Par ordonnance rendue le 15 mai 2024, le conseiller chargé de la mise en état a ordonné la clôture de l’instruction et a fixé la date des plaidoiries au 1er juillet 2024.
Pour un plus ample exposé des faits et de la procédure, ainsi que des moyens et prétentions des parties, il convient de se référer aux écritures susvisées.
Sur la requalification de la relation de travail :
La salariée sollicite la requalification des contrats de travail à durée déterminée en CDI à temps complet, à compter du 16 avril 2012. Elle fait valoir le caractère permanent de l’emploi occupé.
Sur la prescription :
L’employeur soutient que l’action de la salariée est partiellement prescrite en ce que la l’application de la prescription biennale dans le cadre d’une requalification en contrat à durée indéterminée, ne peut conduire le juge à requalifier la période antérieure aux deux ans précédant la saisine.
La salariée conteste toute prescription de l’action, le délai de prescription de deux ans courant à compter du terme du dernier contrat signé en l’espèce le 29 novembre 2019 et la saisine du conseil de prud’hommes ayant eu lieu le 28 octobre 2020.
Aux termes de l’article 21 de la loi du 14 juin 2013, les dispositions réduisant les délais de prescription s’appliquent à celles qui sont en cours à compter de la promulgation de la loi, soit le 17 Juin 2013, sans que la durée totale de la prescription puisse excéder la durée prévue par la loi antérieure, soit en l’espèce 5 ans.
En cas de réduction de la durée du délai de prescription, ce nouveau délai court à compter du jour de l’entrée en vigueur de la loi nouvelle sans que la durée totale puisse excéder la durée prévue par la loi antérieure.
Aux termes de l’article L.1471-1 du code du travail, toute action portant sur l’exécution du contrat de travail se prescrit par deux ans à compter du jour où celui qui l’exerce a connu ou aurait dû connaître les faits lui permettant d’exercer son droit.
Le délai de prescription d’une action en requalification d’un CDD en CDI fondée sur le motif de recours au CDD énoncé au contrat a pour point de départ le terme du contrat, ou, en cas de succession de CDD, le terme du dernier contrat conclu.

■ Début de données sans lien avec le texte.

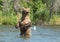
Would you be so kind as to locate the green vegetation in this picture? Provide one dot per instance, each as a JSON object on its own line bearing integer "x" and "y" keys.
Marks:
{"x": 42, "y": 11}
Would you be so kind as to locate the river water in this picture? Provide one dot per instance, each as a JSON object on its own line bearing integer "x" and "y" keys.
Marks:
{"x": 39, "y": 34}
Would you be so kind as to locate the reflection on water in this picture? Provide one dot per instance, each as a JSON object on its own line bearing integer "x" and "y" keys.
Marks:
{"x": 41, "y": 34}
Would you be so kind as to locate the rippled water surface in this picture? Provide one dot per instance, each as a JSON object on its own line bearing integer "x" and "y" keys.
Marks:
{"x": 40, "y": 34}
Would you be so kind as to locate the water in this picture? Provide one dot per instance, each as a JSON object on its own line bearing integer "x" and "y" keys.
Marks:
{"x": 40, "y": 34}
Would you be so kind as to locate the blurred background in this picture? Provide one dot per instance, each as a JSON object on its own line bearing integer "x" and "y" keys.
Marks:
{"x": 45, "y": 12}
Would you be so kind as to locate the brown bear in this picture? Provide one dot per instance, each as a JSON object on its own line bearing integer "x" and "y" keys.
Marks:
{"x": 25, "y": 23}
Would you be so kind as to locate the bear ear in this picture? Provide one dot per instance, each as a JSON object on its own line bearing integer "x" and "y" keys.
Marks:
{"x": 23, "y": 8}
{"x": 28, "y": 9}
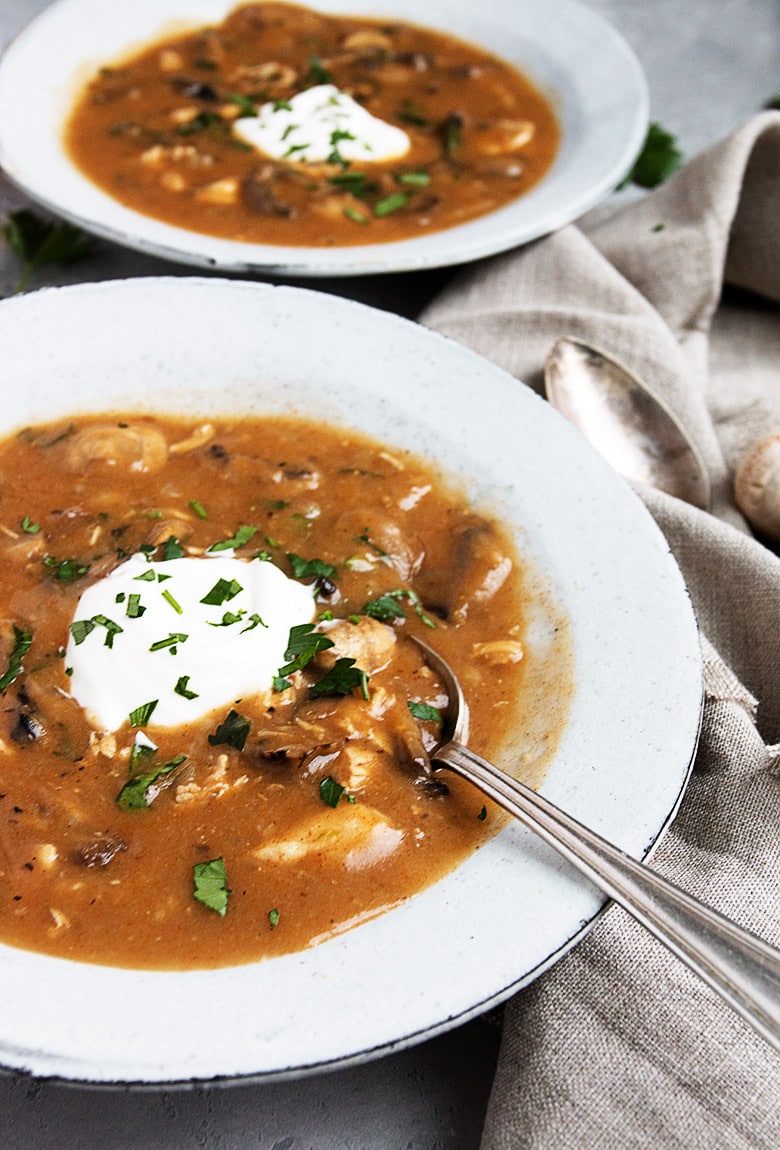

Le salarié a alors droit, lorsque sa demande de requalification est reconnue fondée, de se prévaloir d’une ancienneté remontant au premier contrat irrégulier, peu important que les contrats aient été interrompus entre eux, sauf à ce que la prescription alors applicable ait été acquise durant l’une de ces interruptions.
La requalification en contrat de travail à durée indéterminée pouvant porter sur une succession de contrats séparés par des périodes d’inactivité, ces dernières n’ont pas d’effet sur le point de départ du délai de prescription. (Soc., 11 mai 2022, pourvoi n° 20-12.271- Publié)
Il résulte des bulletins de paie versés aux débats que les missions de la salariée se sont succédées avec des périodes d’interruption plus ou moins longues sans jamais qu’il ne s’écoule plus de deux ans entre deux contrats.
Il s’ensuit qu’aucune prescription n’est encourue dès lors que le dernier contrat est arrivé à terme le 29 novembre 2019 et que la salariée a introduit son action devant le conseil de prud’hommes le 30 octobre 2020.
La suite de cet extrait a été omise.